UNA CLINICA PER CURARE I BUGIARDI

[Gli pseudologen: un problema per se stessi e per gli altri] –
La sincerità sarebbe una delle antiche virtù tedesche, quelle che risalgono a Lutero. E così vi dicono la verità in faccia, con brutalità, gli amici e i medici. Lei è messo male, ha fatto testamento? E come ti vesti? Fai schifo. I tedeschi non mentono, e questa è già la prima bugia.
Noi italiani mentiamo per gentilezza, e loro ci considerano ambigui e infidi eredi di Machiavelli. Pinocchio non era toscano come l’autore del Principe? Sarà, ma Goethe sosteneva che «i tedeschi mentono per essere cortesi», come noi, ma a quanto pare oggi è poco letto.
Il bugiardo per antonomasia non sarebbe il tedesco barone di Münchausen? Loro sostengono di no: le fantasticherie non sono menzogne, ma invenzioni poetiche. Chi può credere che si voli su una palla di cannone? E i politici? L’ex deputata di Amburgo e professoressa di filosofia, Simone Dietz, ha scritto un libro intitolato Die Kunst des Lügens, l’arte della bugia, in cui sostiene giustamente che «mentire rende la vita più facile». Non ha avuto fortuna, infatti non è stata rieletta. La sincera Angela Merkel vinse nel 2005 pur avendo annunciato durante la campagna elettorale che avrebbe aumentato l’Iva. Gerhard Schröder invece nel 2002 vinse e, subito dopo, fece il contrario di quanto aveva promesso, e fu sottoposto a una commissione parlamentare sulle bugie, chiamata appunto «Pinocchio». Solo i tedeschi possono credere che un politico non menta, Gerhard fu assolto per carità di patria. Sostenne che si era sbagliato sulle previsioni, ancora una bugia.
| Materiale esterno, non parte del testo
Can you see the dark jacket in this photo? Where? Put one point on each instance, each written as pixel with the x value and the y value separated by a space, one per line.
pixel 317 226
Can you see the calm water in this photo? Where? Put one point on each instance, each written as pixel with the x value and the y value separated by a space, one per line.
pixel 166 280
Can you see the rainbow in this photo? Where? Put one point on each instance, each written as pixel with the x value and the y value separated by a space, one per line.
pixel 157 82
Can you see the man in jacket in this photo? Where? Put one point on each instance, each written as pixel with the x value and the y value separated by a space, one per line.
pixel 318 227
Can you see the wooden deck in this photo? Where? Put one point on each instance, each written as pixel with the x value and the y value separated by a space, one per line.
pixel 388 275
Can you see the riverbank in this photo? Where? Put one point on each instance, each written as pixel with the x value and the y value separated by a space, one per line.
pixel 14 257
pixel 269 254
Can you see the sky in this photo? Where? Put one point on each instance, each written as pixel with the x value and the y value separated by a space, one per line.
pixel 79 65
Che la sincerità teutonica sia una menzogna lo dimostra l’apertura a Berlino di una specie di pronto soccorso per bugiardi patologici per iniziativa del primario e professore di psichiatria Hans Stoffels. Già il nome tradisce la preoccupazione: i pazienti vengono definiti diplomaticamente «pseudologen», bugiardi ma non troppo. Mentono non per cattiveria ma perché afflitti da una sindrome, sono malati da guarire.
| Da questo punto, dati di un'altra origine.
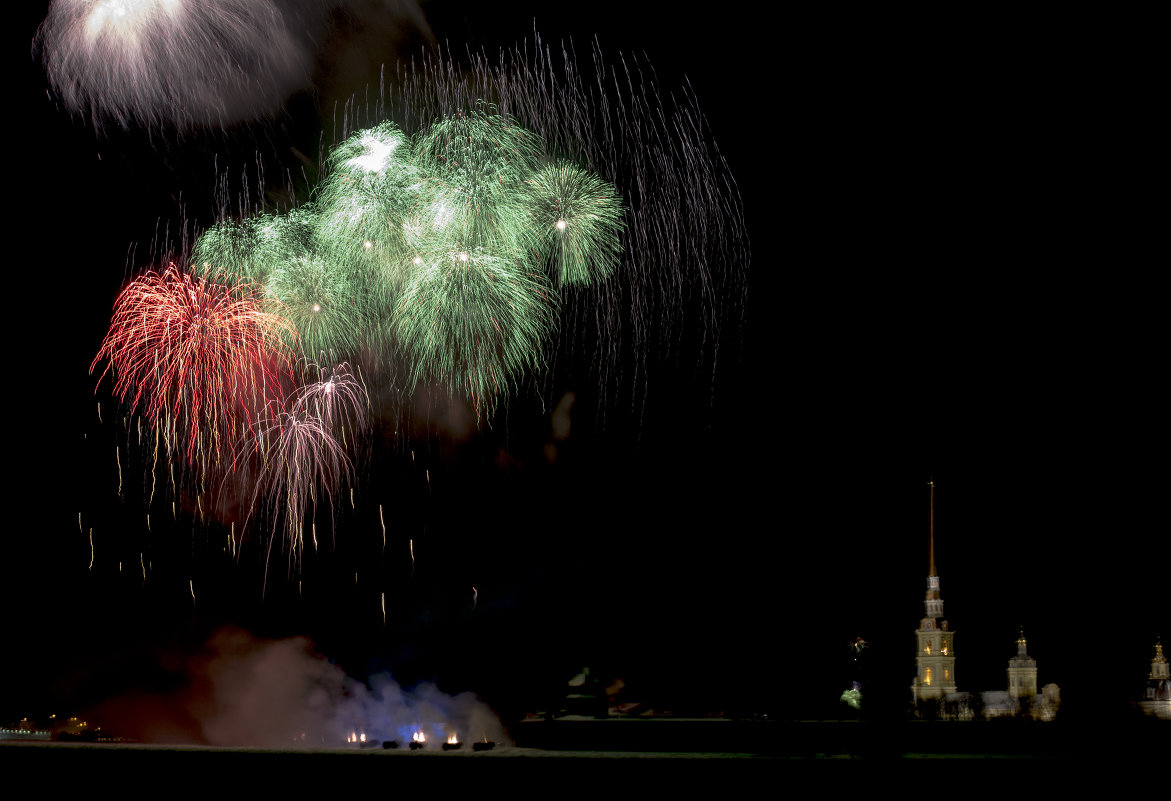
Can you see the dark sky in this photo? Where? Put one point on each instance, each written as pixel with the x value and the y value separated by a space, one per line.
pixel 928 298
Come terapeuta, racconta Stoffels, ogni giorno ascolta storie, alcune inverosimili, altre plausibili, e molte a cui vorrebbe credere tanto sono affascinanti. I suoi pazienti, che cura in ambulatorio nella clinica Sophie Charlotte, nel Westend, quartiere residenziale di Berlino, sono quasi tutti creativi, e gradevoli conversatori. Persone che non riescono a dividere realtà e fantasia. Uno pretendeva di essere l’ultimo discendente dei Romanov, come Anastasia. Un altro di essere imparentato con la casa regnante di Spagna, un terzo di essere stato picchiato brutalmente da sconosciuti nel parco sotto casa. «All’inizio devo credere ai loro racconti», spiega, «altrimenti perderei la loro fiducia». Ma, dopo 50 minuti, la seduta viene interrotta, anche nel mezzo del più affascinante dei racconti. «Non la finirebbero mai», sospira, «uno pseudologen andrebbe avanti finché dura la pazienza di chi lo sta ad ascoltare».
Uno studente di medicina fingeva di sostenere un esame dopo l’altro, e infine aveva detto al padre di voler interrompere gli studi perché la berlinese squadra di basket lo aveva ingaggiato come giocatore professionista. Ma non ne aveva la statura, e il genitore lo spedì disperato dal professore Stoffels. Quasi sempre sono i parenti a venire per primi da lui a chiedere aiuto contro il bugiardo di famiglia. In media, ammette lo specialista, ognuno di noi dice un paio di bugie al giorno. Niente di male, sono necessarie alla convivenza, tra moglie e marito, in ufficio, con gli amici. Un malato arriva a 200 menzogne giornaliere, perché è costretto a sostenere la sua incredibile verità. Non è facile capire subito di avere a che fare con un Pinocchio: Stoffels ha curato un paziente che sosteneva di essere un sopravvissuto di Auschwitz, veniva invitato a congressi internazionali, e aveva scritto un libro di memorie tradotto in tredici lingue, finché l’inganno venne alla luce. La fama dei tedeschi sinceri per tradizione nazionale favorisce le bugie: Konrad Kujau, l’autore dei falsi diari di Hitler, aveva messo in copertina una «F», in gotico, al posto della «A» di Adolf, e nessuno se ne accorse. Se si fosse chiamato Peppino Esposito, e fosse nato a Napoli, chi gli avrebbe creduto?